One effect of satisficing is that respondents are likely to choose the first response option they perceive as acceptable rather than consider all the response options before choosing an optimal answer (Krosnick 1991); because respondents are able to reach an acceptable answer more easily when “excellent” is presented first, satisficing might explain the effects of response option order seen here. Bolstering the claim that satisficing may be part of the SRH response process in this study is that the effect of response option order is particularly pronounced for respondents likely to have more difficulty completing the task, one of the conditions thought to foster satisficing (Krosnick 1991): the effect of response option order on SRH is larger for respondents with lower educational attainment and who grew up in a non-English speaking household. (Age as a proxy for ability to perform the task did not show the same effects, although the limited number of older adults in this study—90% are under the age of 49—likely limits the statistical power to find an effect by age.) However, although the findings are consistent with the theory of satisficing, this study is not a test of the theory of satisficing compared to alternative explanations, such as use of a heuristic of anchoring and adjustment (Yan and Keusch 2015). Furthermore, we do not see the differences in response time that might be expected if satisficing were involved.
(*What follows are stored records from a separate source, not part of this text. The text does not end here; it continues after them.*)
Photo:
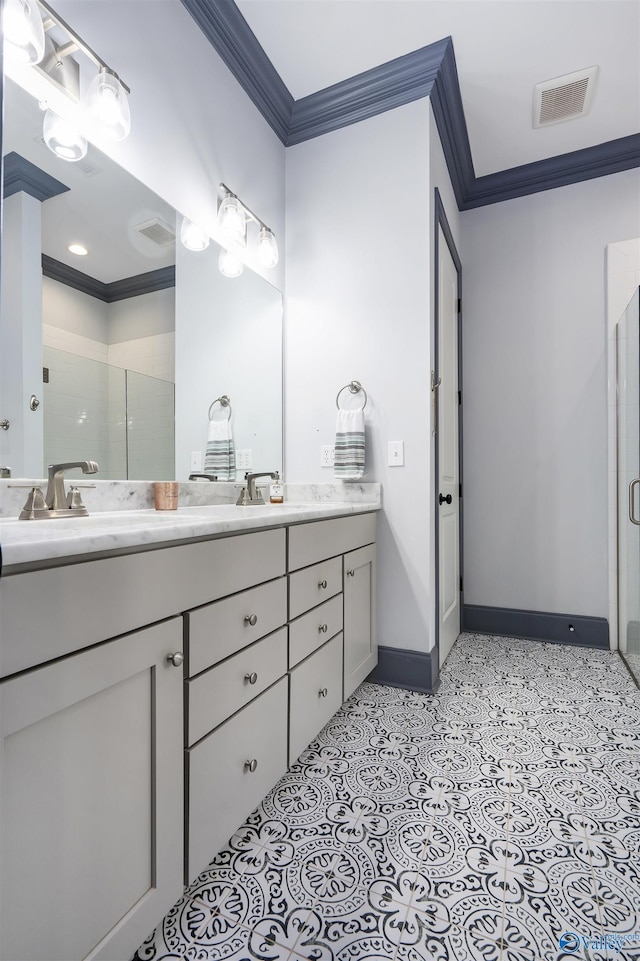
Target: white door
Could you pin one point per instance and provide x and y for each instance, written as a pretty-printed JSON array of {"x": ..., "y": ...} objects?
[{"x": 448, "y": 480}]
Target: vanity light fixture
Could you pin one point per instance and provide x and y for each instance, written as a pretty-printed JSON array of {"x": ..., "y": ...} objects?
[
  {"x": 229, "y": 263},
  {"x": 234, "y": 218},
  {"x": 107, "y": 101},
  {"x": 62, "y": 138},
  {"x": 41, "y": 38},
  {"x": 193, "y": 236}
]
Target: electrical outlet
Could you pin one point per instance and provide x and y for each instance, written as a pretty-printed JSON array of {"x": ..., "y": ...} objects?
[
  {"x": 395, "y": 453},
  {"x": 327, "y": 456},
  {"x": 244, "y": 459}
]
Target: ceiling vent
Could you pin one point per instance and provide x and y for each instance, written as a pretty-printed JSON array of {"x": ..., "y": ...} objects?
[
  {"x": 563, "y": 98},
  {"x": 157, "y": 231}
]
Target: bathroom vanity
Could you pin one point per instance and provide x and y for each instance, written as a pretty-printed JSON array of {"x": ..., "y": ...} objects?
[{"x": 153, "y": 690}]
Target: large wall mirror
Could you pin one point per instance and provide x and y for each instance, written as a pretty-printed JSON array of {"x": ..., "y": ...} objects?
[{"x": 130, "y": 345}]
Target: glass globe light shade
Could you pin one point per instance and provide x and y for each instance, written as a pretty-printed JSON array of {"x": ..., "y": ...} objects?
[
  {"x": 267, "y": 248},
  {"x": 232, "y": 222},
  {"x": 229, "y": 263},
  {"x": 23, "y": 30},
  {"x": 108, "y": 104},
  {"x": 193, "y": 236},
  {"x": 62, "y": 138}
]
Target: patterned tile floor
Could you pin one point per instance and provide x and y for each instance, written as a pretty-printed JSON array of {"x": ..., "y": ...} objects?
[{"x": 483, "y": 823}]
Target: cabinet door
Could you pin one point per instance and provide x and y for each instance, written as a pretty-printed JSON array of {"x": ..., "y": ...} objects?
[
  {"x": 231, "y": 770},
  {"x": 91, "y": 799},
  {"x": 316, "y": 695},
  {"x": 360, "y": 637}
]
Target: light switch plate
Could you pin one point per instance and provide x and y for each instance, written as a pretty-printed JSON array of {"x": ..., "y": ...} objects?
[{"x": 395, "y": 453}]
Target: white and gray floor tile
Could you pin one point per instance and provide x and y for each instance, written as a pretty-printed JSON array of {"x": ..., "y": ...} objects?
[{"x": 497, "y": 820}]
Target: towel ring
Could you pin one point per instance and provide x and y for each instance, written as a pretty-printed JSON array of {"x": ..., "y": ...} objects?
[
  {"x": 354, "y": 387},
  {"x": 224, "y": 402}
]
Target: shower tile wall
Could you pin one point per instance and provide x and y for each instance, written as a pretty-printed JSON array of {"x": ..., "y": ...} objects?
[
  {"x": 75, "y": 408},
  {"x": 147, "y": 355}
]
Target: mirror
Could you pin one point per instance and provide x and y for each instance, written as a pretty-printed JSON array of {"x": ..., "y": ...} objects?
[{"x": 115, "y": 349}]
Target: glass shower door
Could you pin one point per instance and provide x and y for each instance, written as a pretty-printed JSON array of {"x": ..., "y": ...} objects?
[{"x": 628, "y": 358}]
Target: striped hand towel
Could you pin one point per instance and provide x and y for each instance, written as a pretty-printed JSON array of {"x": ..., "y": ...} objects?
[
  {"x": 349, "y": 459},
  {"x": 220, "y": 456}
]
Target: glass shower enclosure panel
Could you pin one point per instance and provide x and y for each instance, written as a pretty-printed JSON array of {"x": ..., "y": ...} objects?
[
  {"x": 150, "y": 428},
  {"x": 628, "y": 374},
  {"x": 94, "y": 411}
]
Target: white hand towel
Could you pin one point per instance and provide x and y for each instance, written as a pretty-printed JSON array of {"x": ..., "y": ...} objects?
[
  {"x": 220, "y": 457},
  {"x": 349, "y": 459}
]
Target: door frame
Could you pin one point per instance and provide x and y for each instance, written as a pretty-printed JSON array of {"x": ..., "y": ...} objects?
[{"x": 440, "y": 221}]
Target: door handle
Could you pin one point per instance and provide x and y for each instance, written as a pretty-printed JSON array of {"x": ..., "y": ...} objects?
[{"x": 632, "y": 501}]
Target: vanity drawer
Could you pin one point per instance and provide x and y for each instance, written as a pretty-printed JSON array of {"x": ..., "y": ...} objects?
[
  {"x": 315, "y": 695},
  {"x": 313, "y": 585},
  {"x": 221, "y": 691},
  {"x": 311, "y": 630},
  {"x": 222, "y": 789},
  {"x": 224, "y": 627},
  {"x": 82, "y": 604},
  {"x": 317, "y": 540}
]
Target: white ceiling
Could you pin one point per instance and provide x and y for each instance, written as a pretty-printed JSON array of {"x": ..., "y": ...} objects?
[{"x": 502, "y": 48}]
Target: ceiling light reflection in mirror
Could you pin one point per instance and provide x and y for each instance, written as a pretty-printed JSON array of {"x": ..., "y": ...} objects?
[{"x": 129, "y": 231}]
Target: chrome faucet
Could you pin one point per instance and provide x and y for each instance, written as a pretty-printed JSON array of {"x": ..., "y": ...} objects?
[
  {"x": 56, "y": 502},
  {"x": 250, "y": 494},
  {"x": 56, "y": 496}
]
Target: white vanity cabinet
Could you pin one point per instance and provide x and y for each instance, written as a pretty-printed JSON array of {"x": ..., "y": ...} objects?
[
  {"x": 123, "y": 769},
  {"x": 91, "y": 799},
  {"x": 332, "y": 642},
  {"x": 361, "y": 647},
  {"x": 236, "y": 706}
]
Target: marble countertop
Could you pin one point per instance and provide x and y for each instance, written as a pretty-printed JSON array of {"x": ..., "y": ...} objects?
[{"x": 43, "y": 543}]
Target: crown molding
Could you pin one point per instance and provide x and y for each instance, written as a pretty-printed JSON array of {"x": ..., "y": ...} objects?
[
  {"x": 19, "y": 174},
  {"x": 147, "y": 283},
  {"x": 587, "y": 164},
  {"x": 393, "y": 84},
  {"x": 427, "y": 72}
]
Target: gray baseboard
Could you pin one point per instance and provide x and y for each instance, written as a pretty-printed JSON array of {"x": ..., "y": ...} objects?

One limitation of the current study is the sociocultural homogeneity of the Mturk workers, who tend to be US citizens or residents with verifiable identities. The results of this study may not extend to other sociocultural populations with different response styles, such as tendencies to rate health more positively or negatively (Garbarski 2016; Jürges 2007; Jylhä 2009). Furthermore, the impact of the order of the response options may depend on the underlying distribution of health in the study population. In addition, the effects of response option order and scale orientation may combine with other features of survey measurement, such as the location of SRH in a series of health questions, to change the distribution of responses in ways that are not examined here (Garbarski et al. 2015, 2016).

Conclusion

Manipulations of various features of survey measurement are relevant to assess for SRH and other measures of quality of life given the increasing prominence of web-based survey data collection and since these factors are often outside of the control of the researcher who is analyzing data collected by other investigators. Response option order and scale orientation are particularly important and relevant to assess independently and jointly given the inconsistent results and incomplete examination of these question characteristics in extant research. Overall, the results of this study suggest that the implications for the validity and cross-survey comparability of SRH are likely considerable for response option ordering and minimal for scale orientation.